The grace of the rolling waves and the simplicity and size of the whale only show to contrast the damages and depletion that our Earth is going though due to the human condition and lack of concern our society as a whole as determined. The message is simple and is not an artistic piece that is difficult to understand by any means, but it values the importance of fixing the plastic pollution problem on a global scale


The value of art has a major impact on society as whole, using simple materials and symbolism to capture a message and certain agenda and portray it to the audience. I believe that art is often used as a from of expression over major issues within cultures and societies that need a push to have betterment in their realities. Plastic pollution has become a major issue within our economic, societal, political and cultural standards and has continued to push barriers in debate on what to do to better the environment humans have been depleting for so many years.

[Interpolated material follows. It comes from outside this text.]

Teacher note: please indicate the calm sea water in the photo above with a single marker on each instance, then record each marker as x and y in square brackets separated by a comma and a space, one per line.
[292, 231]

While I believe its easy to ‘support’ or ‘understand’ an issue, true symbolism, shock, and influence can not just be easily achieved, and I feel like Steaks does an impeccable job nailing all those major structures. The structure itself is amazing and grand in size that would take an audience by surprise and sheer shock when they stood next to it, yet the true impressiveness is the artistic flow and implicitness of the waves that are made from plastic, the truest form of symbolism of plastic pollution. Every aspect of the piece is made from some sort of plastic or metal material that weaves together the influence plastic has on not only the ocean itself but the marine life it surrounds as well. Cod’s agenda was very specific, with his ideology noting that “our sea of recycled plastic bottles represents the detrimental effect of plastic pollution on the ocean, which is something that all of us can act on—today—by reducing our consumption of single use plastics.”

Art is a perfect way to symbolize bigger issues with a simple message to capture an audience’s attention and influence them beyond what any research study or article understanding could do. I will always have a major appreciation for the artistic field for the true impressiveness of symbolism and activism weaved within.